Széchenyi Prize-winning Hungarian chemist

Péter Szalay (born June 17, 1962, in Szentes) is a Széchenyi Prize-winning Hungarian chemist, member of the International Academy of Quantum Molecular Science and the European Academy of Sciences and Arts and professor at the Eötvös Loránd University.

== Education ==
Szalay graduated from the Zrínyi Miklós High School in Zalaegerszeg in 1980. He received his degree in chemistry from the Eötvös Loránd University of Sciences in 1986. Between 1986 and 1989 he was a doctoral fellow at the Institute of Theoretical Chemistry at the University of Vienna. His supervisor was Professor Hans Lischka. He received his PhD in 1989.

== Academic career ==
Szalay has held various positions at the Department of Chemistry of Eötvös Loránd University since 1986. He is a full professor since 2004 and was director of the Institute of Chemistry between 2005 and 2008.
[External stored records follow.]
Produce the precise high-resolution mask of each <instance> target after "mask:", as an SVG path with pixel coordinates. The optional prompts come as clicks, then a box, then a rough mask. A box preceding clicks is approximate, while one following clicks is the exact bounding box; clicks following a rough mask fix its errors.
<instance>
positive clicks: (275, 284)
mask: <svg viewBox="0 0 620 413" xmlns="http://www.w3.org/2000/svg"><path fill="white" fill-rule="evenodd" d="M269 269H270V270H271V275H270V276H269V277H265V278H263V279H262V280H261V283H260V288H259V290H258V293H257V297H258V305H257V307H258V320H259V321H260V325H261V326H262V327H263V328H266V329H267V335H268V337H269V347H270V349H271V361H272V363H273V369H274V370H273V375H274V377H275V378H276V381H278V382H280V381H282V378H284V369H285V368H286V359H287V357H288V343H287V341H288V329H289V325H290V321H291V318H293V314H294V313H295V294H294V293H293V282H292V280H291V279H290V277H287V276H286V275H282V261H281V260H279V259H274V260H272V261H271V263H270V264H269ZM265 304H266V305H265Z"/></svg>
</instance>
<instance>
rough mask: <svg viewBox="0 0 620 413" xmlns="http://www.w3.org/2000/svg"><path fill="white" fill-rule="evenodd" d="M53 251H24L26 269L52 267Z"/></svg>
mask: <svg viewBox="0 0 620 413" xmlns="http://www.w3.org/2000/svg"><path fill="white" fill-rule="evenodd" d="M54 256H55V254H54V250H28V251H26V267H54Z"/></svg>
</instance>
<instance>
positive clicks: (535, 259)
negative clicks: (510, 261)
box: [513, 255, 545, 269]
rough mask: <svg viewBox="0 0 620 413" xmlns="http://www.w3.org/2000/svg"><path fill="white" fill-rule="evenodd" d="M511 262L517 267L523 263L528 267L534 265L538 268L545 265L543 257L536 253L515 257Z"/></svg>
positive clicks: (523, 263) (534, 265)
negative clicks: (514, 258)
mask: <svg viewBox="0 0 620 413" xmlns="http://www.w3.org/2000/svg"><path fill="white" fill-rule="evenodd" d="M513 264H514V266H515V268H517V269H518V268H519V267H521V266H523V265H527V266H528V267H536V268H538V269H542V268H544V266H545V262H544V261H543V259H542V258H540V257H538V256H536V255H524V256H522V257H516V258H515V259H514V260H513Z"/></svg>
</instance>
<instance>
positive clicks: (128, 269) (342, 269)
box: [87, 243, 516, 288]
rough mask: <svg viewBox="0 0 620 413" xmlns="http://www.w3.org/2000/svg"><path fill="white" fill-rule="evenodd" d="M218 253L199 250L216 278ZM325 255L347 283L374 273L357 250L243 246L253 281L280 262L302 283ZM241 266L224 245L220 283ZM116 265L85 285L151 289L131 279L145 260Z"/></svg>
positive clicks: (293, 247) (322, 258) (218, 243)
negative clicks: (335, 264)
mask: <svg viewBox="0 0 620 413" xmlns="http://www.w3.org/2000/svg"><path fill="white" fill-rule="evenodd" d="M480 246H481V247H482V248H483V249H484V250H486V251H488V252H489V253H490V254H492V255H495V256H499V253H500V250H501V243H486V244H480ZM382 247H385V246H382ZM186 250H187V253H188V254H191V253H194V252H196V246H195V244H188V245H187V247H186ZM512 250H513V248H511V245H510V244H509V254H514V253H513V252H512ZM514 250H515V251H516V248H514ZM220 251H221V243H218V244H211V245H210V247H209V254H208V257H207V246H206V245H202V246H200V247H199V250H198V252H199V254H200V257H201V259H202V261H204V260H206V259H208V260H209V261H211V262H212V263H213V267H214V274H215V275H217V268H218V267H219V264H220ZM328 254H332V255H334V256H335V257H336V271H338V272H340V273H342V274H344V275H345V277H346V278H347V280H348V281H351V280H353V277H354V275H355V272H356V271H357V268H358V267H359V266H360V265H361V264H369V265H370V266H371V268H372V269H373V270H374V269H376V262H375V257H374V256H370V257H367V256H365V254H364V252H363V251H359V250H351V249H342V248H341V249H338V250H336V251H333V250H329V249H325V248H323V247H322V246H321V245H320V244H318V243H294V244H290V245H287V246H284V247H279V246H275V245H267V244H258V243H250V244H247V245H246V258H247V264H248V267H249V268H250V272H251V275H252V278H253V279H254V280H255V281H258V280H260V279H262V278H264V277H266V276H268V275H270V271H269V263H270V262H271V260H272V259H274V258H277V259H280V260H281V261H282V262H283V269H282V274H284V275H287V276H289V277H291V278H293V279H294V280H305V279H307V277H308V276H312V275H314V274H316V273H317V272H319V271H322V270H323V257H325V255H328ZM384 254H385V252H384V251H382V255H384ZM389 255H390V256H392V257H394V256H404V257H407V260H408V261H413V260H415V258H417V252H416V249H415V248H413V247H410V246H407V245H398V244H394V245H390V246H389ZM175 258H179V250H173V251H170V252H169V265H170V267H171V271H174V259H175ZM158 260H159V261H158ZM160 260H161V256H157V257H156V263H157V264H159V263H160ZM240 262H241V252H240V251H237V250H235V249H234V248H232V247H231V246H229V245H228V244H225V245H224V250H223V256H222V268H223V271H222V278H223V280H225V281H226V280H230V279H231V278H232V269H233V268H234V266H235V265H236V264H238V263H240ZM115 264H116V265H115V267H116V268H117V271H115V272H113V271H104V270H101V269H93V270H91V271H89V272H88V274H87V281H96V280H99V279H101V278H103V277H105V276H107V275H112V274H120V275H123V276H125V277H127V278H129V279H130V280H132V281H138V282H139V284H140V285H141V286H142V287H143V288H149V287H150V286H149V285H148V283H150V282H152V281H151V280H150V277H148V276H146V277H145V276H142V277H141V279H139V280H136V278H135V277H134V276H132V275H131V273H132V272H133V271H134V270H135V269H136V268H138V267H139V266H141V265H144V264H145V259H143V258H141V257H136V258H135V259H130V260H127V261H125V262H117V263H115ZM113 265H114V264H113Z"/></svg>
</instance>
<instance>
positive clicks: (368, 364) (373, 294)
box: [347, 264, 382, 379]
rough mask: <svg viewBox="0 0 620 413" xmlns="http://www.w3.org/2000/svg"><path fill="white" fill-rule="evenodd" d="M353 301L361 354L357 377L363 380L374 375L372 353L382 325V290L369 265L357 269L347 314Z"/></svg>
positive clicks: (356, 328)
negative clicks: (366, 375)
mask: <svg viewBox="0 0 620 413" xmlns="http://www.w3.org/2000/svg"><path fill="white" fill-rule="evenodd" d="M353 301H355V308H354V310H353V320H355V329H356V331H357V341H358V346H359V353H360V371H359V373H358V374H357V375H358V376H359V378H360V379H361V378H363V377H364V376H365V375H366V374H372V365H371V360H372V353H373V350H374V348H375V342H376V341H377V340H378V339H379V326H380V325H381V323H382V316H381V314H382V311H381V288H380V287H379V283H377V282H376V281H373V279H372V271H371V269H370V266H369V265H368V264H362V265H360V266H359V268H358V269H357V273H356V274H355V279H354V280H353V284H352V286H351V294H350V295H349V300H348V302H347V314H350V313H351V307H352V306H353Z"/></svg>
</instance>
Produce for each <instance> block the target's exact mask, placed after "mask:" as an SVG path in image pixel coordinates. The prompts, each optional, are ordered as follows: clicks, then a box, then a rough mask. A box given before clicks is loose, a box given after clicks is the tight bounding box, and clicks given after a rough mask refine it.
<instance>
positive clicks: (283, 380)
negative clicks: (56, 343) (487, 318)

Between 1991 and 2011, he was a researcher at the University of Florida, the University of Mainz, the University of Texas at Austin and the University of Reims.

His research focuses on quantum chemistry, in particular on theoretical methods for the study of electron structure, molecular spectroscopy and potential surfaces. He has published more than 120 scientific articles and co-authored several books.

== Memberships ==
Szalay was vice president of the "Computational Chemistry Division" of the European Chemical Society from 2011 to 2016 and is the president of the Computational and Theoretical Chemistry Division since 2017.

He is member of the International Academy of Quantum Molecular Science, the Hungarian Academy of Sciences and the European Academy of Sciences and Arts.

== Awards ==
Szalay won the Széchenyi Prize in 2017 and the Polányi Mihály Prize in 2015. He was awarded the Hungarian Order of Merit in 2022.